The theorist Clausewitz recommended pursuing attainable results. Certain enemies can be defeated, others weakened, while a third category has to be simply watched and allowed for. Obama, given our finite resources and unique challenges, shouldn't be pigeonholed as a "softy."

James Miles

Collingdale

Popular films

and stereotypes

Melissa Harris-Lacewell opines that movies like Precious propagate stereotypes about black women in society ("The troubling distortions of black motherhood," Sunday).

My question to Harris-Lacewell is, why then do African American actresses Mo'Nique, Gabourey Sidibe, Paula Patton, Sherri Shepherd, and others agree to star in these movies? Why does African American film director Lee Daniels direct them?

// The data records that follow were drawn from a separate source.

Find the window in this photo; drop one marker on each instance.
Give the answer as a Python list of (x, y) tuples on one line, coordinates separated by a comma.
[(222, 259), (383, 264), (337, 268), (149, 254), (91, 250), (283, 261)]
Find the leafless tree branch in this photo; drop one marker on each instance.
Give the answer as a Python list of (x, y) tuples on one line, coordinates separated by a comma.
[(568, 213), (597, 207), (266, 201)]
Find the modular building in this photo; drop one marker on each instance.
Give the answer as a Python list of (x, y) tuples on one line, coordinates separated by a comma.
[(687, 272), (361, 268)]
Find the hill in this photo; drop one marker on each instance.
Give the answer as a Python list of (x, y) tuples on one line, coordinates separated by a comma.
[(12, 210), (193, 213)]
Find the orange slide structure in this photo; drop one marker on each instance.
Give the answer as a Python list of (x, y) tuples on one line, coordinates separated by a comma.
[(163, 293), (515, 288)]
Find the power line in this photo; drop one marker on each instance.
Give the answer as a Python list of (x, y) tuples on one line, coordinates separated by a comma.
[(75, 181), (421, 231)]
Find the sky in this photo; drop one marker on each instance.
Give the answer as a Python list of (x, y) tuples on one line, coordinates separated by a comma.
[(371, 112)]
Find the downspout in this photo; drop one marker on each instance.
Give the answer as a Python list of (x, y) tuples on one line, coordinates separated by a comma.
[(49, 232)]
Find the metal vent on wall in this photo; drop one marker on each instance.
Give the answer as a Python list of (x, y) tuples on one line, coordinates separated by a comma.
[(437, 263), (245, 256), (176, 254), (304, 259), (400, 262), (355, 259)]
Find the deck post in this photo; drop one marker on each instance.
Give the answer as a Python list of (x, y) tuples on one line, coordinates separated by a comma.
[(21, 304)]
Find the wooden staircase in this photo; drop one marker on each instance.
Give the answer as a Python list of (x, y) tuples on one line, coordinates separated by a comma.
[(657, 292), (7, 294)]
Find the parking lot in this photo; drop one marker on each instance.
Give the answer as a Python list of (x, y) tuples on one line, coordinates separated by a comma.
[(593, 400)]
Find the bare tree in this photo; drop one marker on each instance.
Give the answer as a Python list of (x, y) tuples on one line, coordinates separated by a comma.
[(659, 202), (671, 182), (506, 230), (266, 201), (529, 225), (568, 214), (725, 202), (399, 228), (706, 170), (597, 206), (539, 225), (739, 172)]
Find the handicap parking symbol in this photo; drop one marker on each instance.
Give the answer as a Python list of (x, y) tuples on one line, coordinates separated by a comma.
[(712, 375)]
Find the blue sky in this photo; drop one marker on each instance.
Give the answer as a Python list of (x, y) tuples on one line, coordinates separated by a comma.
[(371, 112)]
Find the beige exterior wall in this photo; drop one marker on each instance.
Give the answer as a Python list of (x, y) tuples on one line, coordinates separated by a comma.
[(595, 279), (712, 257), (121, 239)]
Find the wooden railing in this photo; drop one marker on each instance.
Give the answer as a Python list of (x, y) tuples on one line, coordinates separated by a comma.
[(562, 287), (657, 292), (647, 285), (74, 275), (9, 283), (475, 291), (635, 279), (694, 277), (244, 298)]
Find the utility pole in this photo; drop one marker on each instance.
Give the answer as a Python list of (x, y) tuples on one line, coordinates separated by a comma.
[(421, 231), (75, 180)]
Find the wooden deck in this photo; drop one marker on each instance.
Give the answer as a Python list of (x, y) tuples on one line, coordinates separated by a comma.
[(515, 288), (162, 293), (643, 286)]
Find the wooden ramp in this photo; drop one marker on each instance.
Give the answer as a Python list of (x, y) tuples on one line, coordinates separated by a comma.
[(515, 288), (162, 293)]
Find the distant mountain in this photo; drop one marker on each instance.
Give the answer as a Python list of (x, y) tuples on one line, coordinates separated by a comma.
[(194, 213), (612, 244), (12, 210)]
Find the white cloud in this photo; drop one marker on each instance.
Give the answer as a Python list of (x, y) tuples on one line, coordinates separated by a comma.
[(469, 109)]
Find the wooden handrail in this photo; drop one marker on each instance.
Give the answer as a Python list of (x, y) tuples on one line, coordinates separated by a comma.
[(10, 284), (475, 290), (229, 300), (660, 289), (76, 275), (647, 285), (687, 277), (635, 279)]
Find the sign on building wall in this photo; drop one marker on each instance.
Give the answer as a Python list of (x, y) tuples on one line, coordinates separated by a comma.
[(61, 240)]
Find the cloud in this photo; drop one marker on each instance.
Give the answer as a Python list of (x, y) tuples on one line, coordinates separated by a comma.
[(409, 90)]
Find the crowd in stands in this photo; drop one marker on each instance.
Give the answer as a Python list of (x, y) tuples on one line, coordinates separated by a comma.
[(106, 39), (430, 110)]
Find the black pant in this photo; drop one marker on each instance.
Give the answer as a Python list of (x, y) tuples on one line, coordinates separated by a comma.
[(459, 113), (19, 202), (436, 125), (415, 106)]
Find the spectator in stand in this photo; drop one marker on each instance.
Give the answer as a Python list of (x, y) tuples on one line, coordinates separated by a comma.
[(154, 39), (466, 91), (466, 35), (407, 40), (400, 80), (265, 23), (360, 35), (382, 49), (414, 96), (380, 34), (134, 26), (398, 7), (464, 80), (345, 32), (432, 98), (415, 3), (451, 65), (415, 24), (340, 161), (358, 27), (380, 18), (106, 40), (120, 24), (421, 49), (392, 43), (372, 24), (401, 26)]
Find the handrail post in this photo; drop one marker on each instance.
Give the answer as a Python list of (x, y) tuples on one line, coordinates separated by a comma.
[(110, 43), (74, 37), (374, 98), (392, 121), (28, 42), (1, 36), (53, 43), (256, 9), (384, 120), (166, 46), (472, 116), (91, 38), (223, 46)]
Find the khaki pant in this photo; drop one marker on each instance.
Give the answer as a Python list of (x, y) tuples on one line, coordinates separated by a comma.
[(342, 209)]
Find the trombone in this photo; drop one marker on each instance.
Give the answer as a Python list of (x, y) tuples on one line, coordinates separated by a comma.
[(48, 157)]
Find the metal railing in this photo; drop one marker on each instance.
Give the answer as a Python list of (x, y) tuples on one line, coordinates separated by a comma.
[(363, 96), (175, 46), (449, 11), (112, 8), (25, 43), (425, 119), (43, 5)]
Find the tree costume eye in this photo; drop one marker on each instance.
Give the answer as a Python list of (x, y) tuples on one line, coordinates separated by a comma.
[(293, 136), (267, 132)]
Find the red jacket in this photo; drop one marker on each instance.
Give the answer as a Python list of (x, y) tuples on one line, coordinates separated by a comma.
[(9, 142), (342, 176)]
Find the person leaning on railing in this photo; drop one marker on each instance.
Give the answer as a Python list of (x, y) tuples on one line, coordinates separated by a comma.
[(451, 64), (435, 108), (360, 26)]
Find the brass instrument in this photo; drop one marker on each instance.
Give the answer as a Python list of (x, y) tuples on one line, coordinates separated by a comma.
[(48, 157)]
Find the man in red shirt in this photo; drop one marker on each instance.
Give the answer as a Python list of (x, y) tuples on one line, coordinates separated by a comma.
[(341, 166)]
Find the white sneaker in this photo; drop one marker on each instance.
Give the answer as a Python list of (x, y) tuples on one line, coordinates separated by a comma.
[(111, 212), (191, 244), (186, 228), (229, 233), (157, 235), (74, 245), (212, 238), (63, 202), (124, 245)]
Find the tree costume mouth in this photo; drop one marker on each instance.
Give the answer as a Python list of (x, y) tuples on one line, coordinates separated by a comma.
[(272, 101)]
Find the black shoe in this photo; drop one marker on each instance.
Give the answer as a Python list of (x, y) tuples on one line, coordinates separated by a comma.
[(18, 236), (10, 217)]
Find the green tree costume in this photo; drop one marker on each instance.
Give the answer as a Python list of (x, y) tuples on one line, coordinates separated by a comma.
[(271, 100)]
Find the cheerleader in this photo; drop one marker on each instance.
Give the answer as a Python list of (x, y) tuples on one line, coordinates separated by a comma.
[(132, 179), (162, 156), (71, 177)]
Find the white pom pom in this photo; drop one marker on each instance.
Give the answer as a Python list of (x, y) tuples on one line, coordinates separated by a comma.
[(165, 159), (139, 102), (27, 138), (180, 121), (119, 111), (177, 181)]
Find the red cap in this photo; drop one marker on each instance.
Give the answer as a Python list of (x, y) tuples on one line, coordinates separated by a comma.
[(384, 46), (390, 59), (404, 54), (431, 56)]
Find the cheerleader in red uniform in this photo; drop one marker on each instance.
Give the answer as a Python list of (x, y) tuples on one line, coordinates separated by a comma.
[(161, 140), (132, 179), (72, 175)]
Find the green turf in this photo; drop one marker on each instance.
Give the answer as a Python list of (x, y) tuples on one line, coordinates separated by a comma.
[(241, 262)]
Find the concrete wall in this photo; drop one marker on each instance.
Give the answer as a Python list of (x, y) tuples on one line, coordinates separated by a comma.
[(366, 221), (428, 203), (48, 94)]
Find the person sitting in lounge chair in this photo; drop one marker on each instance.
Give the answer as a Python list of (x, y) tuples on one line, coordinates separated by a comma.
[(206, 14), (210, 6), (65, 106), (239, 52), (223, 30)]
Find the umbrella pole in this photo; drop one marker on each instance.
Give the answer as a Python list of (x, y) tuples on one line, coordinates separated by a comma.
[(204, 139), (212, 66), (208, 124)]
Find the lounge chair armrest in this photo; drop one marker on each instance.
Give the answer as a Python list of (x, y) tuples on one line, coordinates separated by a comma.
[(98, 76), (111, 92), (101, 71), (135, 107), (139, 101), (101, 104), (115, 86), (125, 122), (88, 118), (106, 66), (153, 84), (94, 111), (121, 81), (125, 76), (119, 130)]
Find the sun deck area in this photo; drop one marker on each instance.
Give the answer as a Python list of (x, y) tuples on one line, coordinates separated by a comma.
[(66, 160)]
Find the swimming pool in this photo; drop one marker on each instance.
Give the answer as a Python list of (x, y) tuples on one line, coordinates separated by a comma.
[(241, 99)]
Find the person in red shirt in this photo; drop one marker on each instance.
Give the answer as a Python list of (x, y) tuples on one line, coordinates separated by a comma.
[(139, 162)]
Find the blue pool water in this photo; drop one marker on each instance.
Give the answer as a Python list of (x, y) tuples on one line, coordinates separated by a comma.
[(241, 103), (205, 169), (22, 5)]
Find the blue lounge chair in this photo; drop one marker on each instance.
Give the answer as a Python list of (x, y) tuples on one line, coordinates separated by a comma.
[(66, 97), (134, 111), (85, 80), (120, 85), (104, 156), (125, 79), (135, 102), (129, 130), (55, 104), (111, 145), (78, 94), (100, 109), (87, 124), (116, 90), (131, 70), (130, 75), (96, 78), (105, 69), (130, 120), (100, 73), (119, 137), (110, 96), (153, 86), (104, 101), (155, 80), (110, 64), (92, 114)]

Most important, why does African American Oprah Winfrey produce them?

Hannah Dougherty Campbell

Havertown

An insult

most elemental

In a commentary ("Quest for 15 minutes has grown dangerous," Dec. 9), author Gary Frisch characterizes much of today's television programming as the "Leaden Age" of television, as contrasted with the "Golden Age" of the 1950s.

That characterization is a profound insult to a hardworking, sincere, and underappreciated element - lead - and to its immediate family in the periodic table. An apology is in order.

Dick Carroll

Philadelphia

Favoritism

by school district

Annette John-Hall hit the nail on the head with her column on the weak response of Superintendent Arlene Ackerman to violence at South Philadelphia High School ("Weak response from Ackerman to beatings," Friday). This problem will be impossible to solve as long as the superintendent continues to show favoritism to African American students and teachers.

My wife, a teacher for 28 years, recently resigned from the school district in part because of her perception that Ackerman has displayed many instances of prejudice against white teachers, a perception that is shared by most of her colleagues.

My wife has had chairs thrown at her, has had a student threatened by another who brought in a knife, and has been punched innumerable times by third graders. But, according to Ackerman's policies, the children and their parents rule; thus, nothing is done.